“Quasi Grazia”, la pièce di Marcello Fois ispirata a Grazia Deledda e interpretata da Michela Murgia, apre la Stagione di Prosa 2017-18 del CeDAC domenica a Carbonia.
[bing_translator]
Un intrigante gioco di specchi – tra arte e vita – per “Quasi Grazia”, la pièce di Marcello Fois ispirata alla figura della scrittrice nuorese Grazia Deledda e interpretata da Michela Murgia, una delle più interessanti e apprezzate autrici contemporanee, in tournée nell’Isola per la Stagione di Prosa 2017-18 del CeDAC nell’ambito del Circuito Multidisciplinare dello Spettacolo in Sardegna. Note biografiche e storiche e fantasie oniriche s’intrecciano nell’immaginifica mise en scène firmata dalla regista Veronica Cruciani per Sardegna Teatro, con un’intensa e straordinaria Lia Careddu nel ruolo della madre, accanto a Marco Brinzi, Valentino Mannias e Giaime Mannias, per un originale ritratto d’artista in cui i sogni della protagonista si scontrano con la mentalità di «un paese dove la donna era considerata ancora con criteri orientali».

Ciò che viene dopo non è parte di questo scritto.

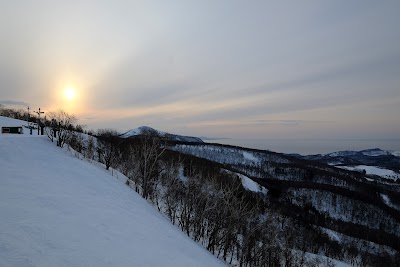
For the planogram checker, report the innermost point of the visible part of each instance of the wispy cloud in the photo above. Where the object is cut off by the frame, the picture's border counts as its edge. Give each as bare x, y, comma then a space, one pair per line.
13, 103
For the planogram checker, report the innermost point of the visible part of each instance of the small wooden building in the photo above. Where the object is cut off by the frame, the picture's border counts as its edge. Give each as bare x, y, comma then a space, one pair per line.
12, 130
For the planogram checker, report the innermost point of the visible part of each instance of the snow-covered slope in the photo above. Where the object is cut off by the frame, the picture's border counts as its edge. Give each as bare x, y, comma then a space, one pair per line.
57, 210
389, 174
145, 129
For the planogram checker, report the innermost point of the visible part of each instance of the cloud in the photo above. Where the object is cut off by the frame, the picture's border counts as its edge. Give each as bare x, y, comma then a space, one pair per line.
13, 103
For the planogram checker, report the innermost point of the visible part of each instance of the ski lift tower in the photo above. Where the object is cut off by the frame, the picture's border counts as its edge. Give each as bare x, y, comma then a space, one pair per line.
29, 118
38, 120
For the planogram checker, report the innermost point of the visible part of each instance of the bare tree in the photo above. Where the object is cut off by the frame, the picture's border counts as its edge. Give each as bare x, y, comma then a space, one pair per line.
61, 121
108, 142
147, 151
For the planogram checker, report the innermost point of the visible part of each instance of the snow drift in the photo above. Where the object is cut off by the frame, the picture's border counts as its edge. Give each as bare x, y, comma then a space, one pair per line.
57, 210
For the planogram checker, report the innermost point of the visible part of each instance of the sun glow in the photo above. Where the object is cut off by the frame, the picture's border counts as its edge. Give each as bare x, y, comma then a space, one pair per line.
69, 93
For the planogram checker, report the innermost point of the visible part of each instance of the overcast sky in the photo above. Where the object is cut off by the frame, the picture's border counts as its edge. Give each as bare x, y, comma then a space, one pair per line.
240, 69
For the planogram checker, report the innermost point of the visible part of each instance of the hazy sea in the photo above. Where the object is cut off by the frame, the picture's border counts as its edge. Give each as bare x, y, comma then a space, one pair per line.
312, 146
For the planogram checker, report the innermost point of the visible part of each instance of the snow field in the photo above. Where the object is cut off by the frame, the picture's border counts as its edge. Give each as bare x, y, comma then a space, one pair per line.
57, 210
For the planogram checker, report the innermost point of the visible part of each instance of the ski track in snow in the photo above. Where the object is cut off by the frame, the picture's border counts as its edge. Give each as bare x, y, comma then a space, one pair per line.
57, 210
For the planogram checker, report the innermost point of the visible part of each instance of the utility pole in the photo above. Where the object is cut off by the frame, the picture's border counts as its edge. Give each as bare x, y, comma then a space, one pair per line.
38, 120
29, 118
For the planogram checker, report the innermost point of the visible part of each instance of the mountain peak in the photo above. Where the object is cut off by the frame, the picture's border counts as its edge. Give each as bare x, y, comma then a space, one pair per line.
146, 129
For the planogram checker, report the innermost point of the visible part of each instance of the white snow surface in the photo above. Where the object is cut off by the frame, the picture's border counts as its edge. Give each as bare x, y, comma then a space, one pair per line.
250, 156
396, 153
58, 210
374, 171
251, 185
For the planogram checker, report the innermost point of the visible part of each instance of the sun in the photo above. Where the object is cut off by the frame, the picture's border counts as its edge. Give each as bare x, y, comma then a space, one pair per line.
69, 93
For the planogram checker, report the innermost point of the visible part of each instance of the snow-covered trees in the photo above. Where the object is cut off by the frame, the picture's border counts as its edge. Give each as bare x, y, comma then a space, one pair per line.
108, 142
59, 126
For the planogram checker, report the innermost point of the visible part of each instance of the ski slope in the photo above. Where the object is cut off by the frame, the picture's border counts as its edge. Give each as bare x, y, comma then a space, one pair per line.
57, 210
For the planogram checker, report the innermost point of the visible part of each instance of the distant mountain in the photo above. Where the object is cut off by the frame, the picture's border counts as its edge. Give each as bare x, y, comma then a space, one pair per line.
142, 130
371, 157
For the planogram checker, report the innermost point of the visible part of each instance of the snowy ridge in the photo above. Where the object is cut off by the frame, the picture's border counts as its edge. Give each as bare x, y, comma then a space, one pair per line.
373, 170
146, 129
61, 211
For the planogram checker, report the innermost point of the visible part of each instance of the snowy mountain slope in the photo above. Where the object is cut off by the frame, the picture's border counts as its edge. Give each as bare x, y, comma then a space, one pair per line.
57, 210
389, 174
145, 129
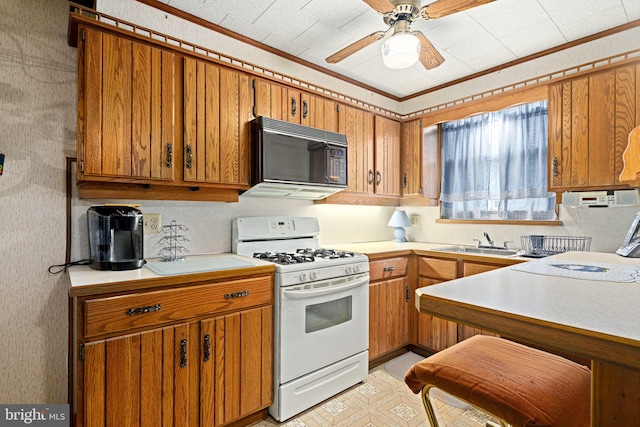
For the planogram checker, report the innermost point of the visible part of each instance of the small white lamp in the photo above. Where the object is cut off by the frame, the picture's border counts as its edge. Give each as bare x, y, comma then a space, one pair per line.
399, 220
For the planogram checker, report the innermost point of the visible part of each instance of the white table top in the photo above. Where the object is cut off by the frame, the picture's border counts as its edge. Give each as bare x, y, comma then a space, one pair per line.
603, 307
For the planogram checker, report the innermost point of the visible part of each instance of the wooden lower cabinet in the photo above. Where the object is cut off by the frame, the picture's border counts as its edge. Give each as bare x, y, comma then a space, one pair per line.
388, 306
208, 371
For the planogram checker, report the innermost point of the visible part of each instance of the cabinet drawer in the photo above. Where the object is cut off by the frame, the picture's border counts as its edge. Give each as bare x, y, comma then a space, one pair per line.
437, 268
387, 268
124, 312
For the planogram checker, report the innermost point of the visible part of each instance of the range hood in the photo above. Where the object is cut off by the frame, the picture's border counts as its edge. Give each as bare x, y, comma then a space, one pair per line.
296, 162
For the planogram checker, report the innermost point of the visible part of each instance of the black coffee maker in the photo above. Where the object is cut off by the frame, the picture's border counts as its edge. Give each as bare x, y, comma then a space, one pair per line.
115, 237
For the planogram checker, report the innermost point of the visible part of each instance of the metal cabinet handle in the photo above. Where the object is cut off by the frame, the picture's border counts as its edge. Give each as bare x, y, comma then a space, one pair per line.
207, 347
183, 353
169, 154
236, 295
189, 156
143, 310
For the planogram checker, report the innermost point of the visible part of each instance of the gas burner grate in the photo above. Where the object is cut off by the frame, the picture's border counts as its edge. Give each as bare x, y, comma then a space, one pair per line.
325, 253
284, 258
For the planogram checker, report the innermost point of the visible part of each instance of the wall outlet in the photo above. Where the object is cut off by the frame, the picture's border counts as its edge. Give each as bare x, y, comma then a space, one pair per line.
151, 223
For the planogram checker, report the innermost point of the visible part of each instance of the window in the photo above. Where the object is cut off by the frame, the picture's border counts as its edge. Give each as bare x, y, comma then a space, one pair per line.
494, 166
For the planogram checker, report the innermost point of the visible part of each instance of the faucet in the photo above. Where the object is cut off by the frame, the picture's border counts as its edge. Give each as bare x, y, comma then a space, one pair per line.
486, 235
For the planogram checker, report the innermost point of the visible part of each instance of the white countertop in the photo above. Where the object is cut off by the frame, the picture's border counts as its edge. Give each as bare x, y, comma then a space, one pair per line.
604, 307
84, 276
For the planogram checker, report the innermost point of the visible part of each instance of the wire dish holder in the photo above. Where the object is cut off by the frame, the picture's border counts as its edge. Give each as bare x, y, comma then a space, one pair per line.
173, 242
551, 245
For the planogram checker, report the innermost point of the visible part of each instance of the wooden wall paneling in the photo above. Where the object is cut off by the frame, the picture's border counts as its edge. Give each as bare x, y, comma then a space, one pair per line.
567, 128
625, 114
601, 123
555, 136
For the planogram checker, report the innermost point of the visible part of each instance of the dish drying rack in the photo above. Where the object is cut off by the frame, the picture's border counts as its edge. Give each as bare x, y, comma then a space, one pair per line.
173, 242
538, 246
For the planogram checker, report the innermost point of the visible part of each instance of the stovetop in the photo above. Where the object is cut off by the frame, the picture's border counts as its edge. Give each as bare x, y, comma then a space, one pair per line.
305, 255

“Quasi Grazia” – che fin dal titolo, con un chiaro rimando a “Cosima”, sembra alludere ai molteplici intrecci fra invenzione letteraria e realtà – domenica 7 gennaio alle 20.45 aprirà il cartellone al Teatro Centrale di Carbonia, per approdare lunedì 8 gennaio alle 21.00 all’Auditorium Comunale di Arzachena e infine martedì 9 gennaio, sempre alle 21.00, al Teatro Comunale di San Gavino Monreale.
Il rito del teatro, in cui la verità si mette a nudo attraverso la finzione, rende possibile il miracolo stravagante di un’incarnazione: Grazia Deledda rivive in Michela Murgia, la scrittrice e conduttrice, autrice de “Il mondo deve sapere” e “Accabadora” fino al recente “Chirù” e alle riflessioni di “Futuro Interiore”, accanto a testi teatrali come “Cento” e “Spadoneri”, presta volto e voce alla narratrice di trame intricate e avvincenti, creatrice di personaggi indimenticabili, complessi e tormentati – da Elias Portolu a Marianna Sirca, dall’Efix e le sorelle Pintor di “Canne al vento”, a Annesa e Paulu ne “L’edera”, Olì e il figlio Anania in “Cenere”.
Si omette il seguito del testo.